Infrared video school, part 3

The channel mixer is perhaps the most important tool when processing a typical IR image (720nm). Using Adobe Premiere we can swap the red and blue channels to change the brown sky for a dark blue one.

Although the following manual is pretty long, there’s actually not a lot to do, provided that white balance is set accurately before filming. Once you know what to do, the following steps will take you 10 minutes or even less. That’s all I spend for image improvements in post-production.

There are 3 steps. Taking the example of a typical infrared filter, the R72 by Hoya, I would like to explain these in detail now. I pass those steps with the help of 2 editing programs: Adobe Premiere and the standard Apple iMovie software. Probably you can do this with other software as well.

Here’s what I do:
1. Optimize white balance in Premiere
2. Use the channel mixer in Premiere
3. Further optimize white balance and add some contrast in iMovie

So let’s explore the process more closely.

After I’ve transferred my videos to my laptop (and saved them), I open Adobe Premiere and load a clip that shows grass or leaves. It looks like this:

I want to optimize white balance now, so I go to the section Effects, then Lumetri Color, then Basic Correction, choose the White Balance tool and apply it to a leaf or blade of grass in sunlight.

So white balance should be good now. Maybe write down the values in Temperature and Tint so you can just type them in when you process the next clips.

Next step is essential for most IR videos: The color channel mixer. Go to Effects, Effects, Video Effects, Color Correction, and select the Channel Mixer. The values should look like this:

Channel mixer

Now change them into this:

Channel mixer

The video now has a dark blue instead of a brown sky, and everthing looks more “natural”:

I now save/export my video. A short note on the format: I’ve found H.264 to be the best and most usable so far.

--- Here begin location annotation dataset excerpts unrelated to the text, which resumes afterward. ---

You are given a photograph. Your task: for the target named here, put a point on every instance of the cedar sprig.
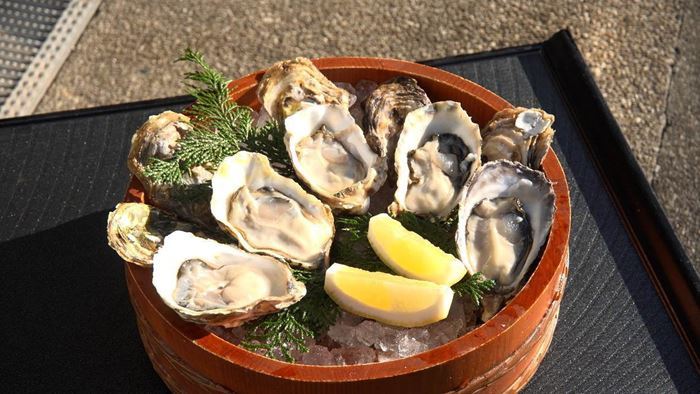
(281, 335)
(221, 128)
(475, 286)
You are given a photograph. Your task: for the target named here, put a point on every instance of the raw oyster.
(438, 150)
(290, 84)
(362, 89)
(136, 231)
(518, 134)
(385, 110)
(212, 283)
(504, 219)
(330, 154)
(269, 213)
(157, 139)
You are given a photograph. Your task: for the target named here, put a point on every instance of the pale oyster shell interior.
(438, 150)
(330, 154)
(504, 219)
(136, 231)
(518, 134)
(289, 85)
(212, 283)
(269, 213)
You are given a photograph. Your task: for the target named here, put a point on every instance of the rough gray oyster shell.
(518, 134)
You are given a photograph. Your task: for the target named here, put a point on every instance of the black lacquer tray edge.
(664, 259)
(663, 256)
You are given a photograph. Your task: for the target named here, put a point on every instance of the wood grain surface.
(499, 355)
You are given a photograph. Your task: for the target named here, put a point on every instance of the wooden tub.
(499, 356)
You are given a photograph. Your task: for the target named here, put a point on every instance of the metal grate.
(36, 37)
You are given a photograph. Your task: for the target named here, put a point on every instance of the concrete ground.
(644, 56)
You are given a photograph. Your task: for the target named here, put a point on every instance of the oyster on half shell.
(269, 213)
(504, 219)
(158, 139)
(518, 134)
(289, 85)
(438, 150)
(212, 283)
(329, 153)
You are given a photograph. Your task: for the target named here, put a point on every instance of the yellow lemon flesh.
(411, 255)
(387, 298)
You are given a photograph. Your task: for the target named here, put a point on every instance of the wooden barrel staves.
(498, 356)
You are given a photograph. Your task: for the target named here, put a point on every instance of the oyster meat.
(329, 153)
(518, 134)
(438, 150)
(269, 213)
(136, 231)
(504, 219)
(157, 139)
(289, 85)
(385, 111)
(211, 283)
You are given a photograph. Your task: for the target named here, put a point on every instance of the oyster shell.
(136, 231)
(518, 134)
(212, 283)
(290, 84)
(438, 150)
(386, 109)
(504, 219)
(329, 153)
(269, 213)
(158, 138)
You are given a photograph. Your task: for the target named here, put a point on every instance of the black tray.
(71, 326)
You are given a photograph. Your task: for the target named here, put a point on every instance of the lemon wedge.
(387, 298)
(411, 255)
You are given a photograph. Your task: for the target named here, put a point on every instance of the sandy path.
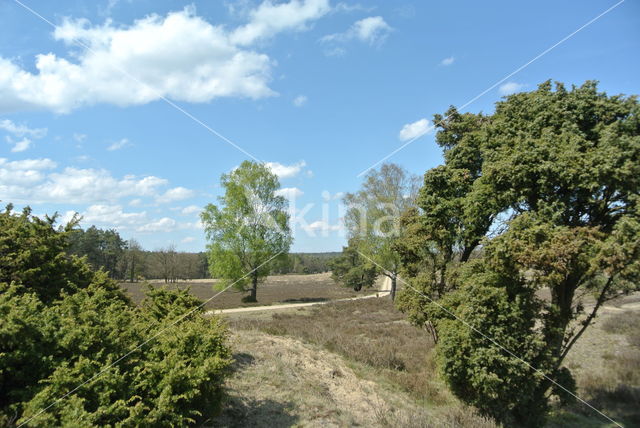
(384, 291)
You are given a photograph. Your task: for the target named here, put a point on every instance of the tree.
(353, 270)
(135, 259)
(373, 216)
(103, 248)
(63, 325)
(543, 194)
(250, 228)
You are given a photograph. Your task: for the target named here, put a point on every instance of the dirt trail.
(384, 290)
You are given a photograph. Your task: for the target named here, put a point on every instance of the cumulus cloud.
(286, 171)
(321, 226)
(19, 145)
(24, 134)
(510, 88)
(447, 61)
(113, 216)
(179, 56)
(290, 192)
(300, 100)
(29, 181)
(191, 209)
(372, 30)
(175, 194)
(20, 174)
(22, 130)
(269, 19)
(165, 224)
(415, 130)
(117, 145)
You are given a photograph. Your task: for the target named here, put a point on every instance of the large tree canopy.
(541, 195)
(250, 230)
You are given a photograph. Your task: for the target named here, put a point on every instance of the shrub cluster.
(70, 351)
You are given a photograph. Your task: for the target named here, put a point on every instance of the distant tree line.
(306, 263)
(67, 333)
(126, 260)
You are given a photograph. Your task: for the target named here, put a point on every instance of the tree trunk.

2 steps are done, now the last one: I load iMovie and open up the exported video. So far, I’ve used this program also for cutting and assembling videos, because it’s much more beginner-friendly than Premiere. But you can’t do channel mixing with it.

I now further enhance white balance and add some contrast via Color Balance and Color Correction. That’s all. As you can see, I’m a big fan of minimal post-processing. It will save time and look authentic in the end.